Better on a second viewing

The 2006 film about rival magicians desperately trying to learn the secrets of each others tricks.
User avatar
Forum Pro
Posts: 2885
Joined: January 2009
Yesterday I re-watched Prestige after a long time. I saw it for the 5th or 6th time, I think, and I liked it so much :D It's weird but I think I never understood the movie this much until now.

User avatar
Forum Pro
Posts: 2885
Joined: January 2009
Oh, and another thing. I noticed that Nolan made a reference in this film about The Dark Knight! :D

In one scene a character (I think Cutter but I can't remember) mentions the Moscow Ballet. Could this be a direct reference to his upcoming film, the TDK? :D

User avatar
Posts: 2281
Joined: July 2009
Location: Ontario, Canada
The Prestige definitely opens itself up for multiple viewings to really challenge yourself. After realizing that Alfred
has a twin brother, I watched it again and tried to spot which brother is in which scene.
I have to marvel at Christian Bale in the film, he magnificently manages to play
two characters, who, upon the first viewing appear to be the same person, but on separate viewings have subtle differences between them. One brother is calm and planning while one is hot-tempered and brash.
I suggest you give it a try!

User avatar
Forum Pro
Posts: 2885
Joined: January 2009
I did the same thing, and I realized that
the only real protagonist in the film is the twin brother who loved Sarah and had a children. He is romantic and he acts more like a grown up than his brother who is - as you said - hot-tempered and more obsessed with his profession.

User avatar
Posts: 2281
Joined: July 2009
Location: Ontario, Canada
DHOPW42 wrote:I did the same thing, and I realized that
the only real protagonist in the film is the twin brother who loved Sarah and had a children. He is romantic and he acts more like a grown up than his brother who is - as you said - hot-tempered and more obsessed with his profession.

That's true.
The more reserved brother is more level-headed and really is the only protagonist in the film, you can also count Cutter's character as well. Both of them realize the dangers of obsession and choose not to pursue it. The hot-tempered brother gives into his obsession. The impulsive brother is also the better magician, I believe he was the one who was able to figure out the Chinese magician's trick. Angier is the better showman, this is shown recurrently through the film where Alfred is not able to "dress-up" his tricks to be more entertaining.

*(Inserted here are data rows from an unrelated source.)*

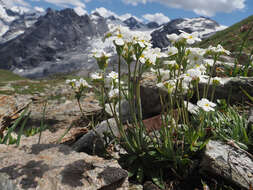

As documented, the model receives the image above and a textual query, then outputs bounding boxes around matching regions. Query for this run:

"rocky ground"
[0,71,253,190]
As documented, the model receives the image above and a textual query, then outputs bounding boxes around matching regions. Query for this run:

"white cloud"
[91,7,143,22]
[34,7,45,13]
[118,13,143,22]
[91,7,119,18]
[122,0,246,16]
[74,7,87,16]
[142,13,170,24]
[2,0,31,7]
[44,0,88,8]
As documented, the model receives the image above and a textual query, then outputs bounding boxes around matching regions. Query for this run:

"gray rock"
[140,73,167,119]
[0,9,108,77]
[72,119,120,155]
[200,141,253,189]
[199,77,253,102]
[105,100,131,123]
[0,144,128,190]
[248,108,253,126]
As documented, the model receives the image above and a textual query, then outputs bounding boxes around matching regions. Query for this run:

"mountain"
[198,15,253,54]
[123,17,146,30]
[106,16,160,31]
[0,1,43,43]
[151,17,225,48]
[0,9,108,77]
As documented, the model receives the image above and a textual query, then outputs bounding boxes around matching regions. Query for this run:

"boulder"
[199,77,253,102]
[140,73,167,119]
[72,118,123,155]
[0,144,128,190]
[200,141,253,189]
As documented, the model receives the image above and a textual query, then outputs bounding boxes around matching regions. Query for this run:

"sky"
[2,0,253,26]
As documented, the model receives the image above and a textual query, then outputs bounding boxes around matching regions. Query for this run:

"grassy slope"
[198,15,253,53]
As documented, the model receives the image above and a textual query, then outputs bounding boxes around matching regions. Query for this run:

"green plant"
[0,105,31,145]
[65,25,253,189]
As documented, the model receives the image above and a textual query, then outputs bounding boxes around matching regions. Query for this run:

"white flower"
[156,80,176,94]
[108,88,119,99]
[211,77,224,85]
[92,49,112,59]
[167,33,179,42]
[184,101,199,114]
[90,73,103,80]
[115,38,125,46]
[66,79,76,86]
[167,46,178,56]
[197,98,216,112]
[76,78,92,88]
[193,64,206,74]
[207,44,230,55]
[187,48,205,64]
[204,59,214,67]
[139,47,167,65]
[107,71,118,80]
[160,69,170,81]
[179,30,201,44]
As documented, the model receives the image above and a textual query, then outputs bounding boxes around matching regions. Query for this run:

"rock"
[143,181,160,190]
[0,144,128,190]
[248,108,253,126]
[0,8,108,78]
[200,141,253,189]
[199,77,253,102]
[72,119,123,155]
[140,73,167,119]
[128,184,143,190]
[105,100,131,123]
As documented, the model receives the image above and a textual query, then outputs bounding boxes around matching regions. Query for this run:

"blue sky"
[3,0,253,26]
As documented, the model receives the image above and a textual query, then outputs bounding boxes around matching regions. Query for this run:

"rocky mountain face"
[151,17,225,48]
[123,17,146,30]
[106,16,160,31]
[0,9,108,75]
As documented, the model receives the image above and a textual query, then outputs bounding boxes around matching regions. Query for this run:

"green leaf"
[16,111,31,146]
[136,166,144,183]
[1,106,28,144]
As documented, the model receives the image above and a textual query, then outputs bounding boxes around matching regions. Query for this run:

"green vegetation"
[197,15,253,54]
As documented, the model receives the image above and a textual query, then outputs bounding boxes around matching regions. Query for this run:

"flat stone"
[200,141,253,189]
[0,144,128,190]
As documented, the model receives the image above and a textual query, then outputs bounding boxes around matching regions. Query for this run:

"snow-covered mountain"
[0,6,227,77]
[151,17,226,48]
[0,0,43,43]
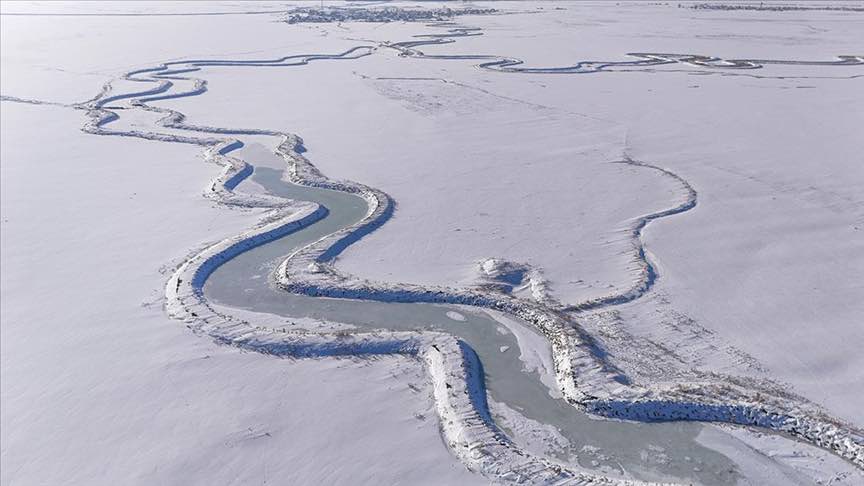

I actually have a theory that it was the impulsive brother who aided in beginning and fueling the rivalry. I believe the calmer brother was not as prominent in the rivalry between them as he was more interested in his family and his career.

User avatar
Forum Pro
Posts: 2885
Joined: January 2009
There's one thing I don't understand.

There's that scene where Angier sees Borden performing The Transported Man the first time. The screen cuts to Angier telling Olivia what he saw, then it cuts to Borden doing his trick, this goes on and on, and at the end of the scene we see Cutter sitting and watching Borden's show. Then we hear the popping rubberball, but we don't see what happens on the stage. Why is that? What exactly happened there?

Angier says that it's the best magic trick he has ever seen, so it's clear that Borden performed it perfectly, but why can't we see that? Why do we have to see Cutter and hear the rubberball instead of watching Borden coming out of the other wardrobe? Does it have any significance anyway?

User avatar
Posts: 1883
Joined: March 2009
Location: Leiden
I believe Nolan did that to create a mystery around the trick. We know what happend, but didn't see it good for our own. In this way, not only the character in the movie, but also the viewers of the movie begin to wonder how he managed to do that.
We are just as surprised as Angier.
David emerges from the store slowly. He braces himself against a parked car and then keeps on walking in a nightmarish daze.

WE PULL BACK as David blends in with dozens and dozens of ordinary people, walking on an ordinary street, in an ordinary city.

User avatar
Posts: 2281
Joined: July 2009
Location: Ontario, Canada
It is definitely odd that Nolan didn't show the actual trick until much later, but I think there are several reasons behind this. I think it reflects on Cutter's monologue at the end of the film, about how the audience WANTS to be fooled.

Angier is in awe saying that it's the best trick he's ever seen but the audience is shown to be quite unenthusiastic. This kind of creates a dialectic where one character is astounded but everyone else is unintersted. We WANT to know what the trick was, but we DO know what the trick is. We kind of fill in the blanks about the nature of the trick ourselves after we see Angier trying to duplicate it and through other factors.

When I first watched it, I immedietly thought that he must have appeared on the other side, even though it wasn't shown.

Posts: 2512
Joined: November 2009
Everytime when i watch the movie i found out more things,that's so good about the movie.

User avatar
Posts: 3728
Joined: August 2009
Location: a galaxy far far away
After realizing that Alfred
has a twin brother, I watched it again and tried to spot which brother is in which scene.
I have to marvel at Christian Bale in the film, he magnificently manages to play
two characters, who, upon the first viewing appear to be the same person, but on separate viewings have subtle differences between them. One brother is calm and planning while one is hot-tempered and brash.

I started to do that when I bought the DVD and it's amazing what Christian Bale do with both characters. Now, everytime that I watch the movie I can't ignore the differences between the two brothers.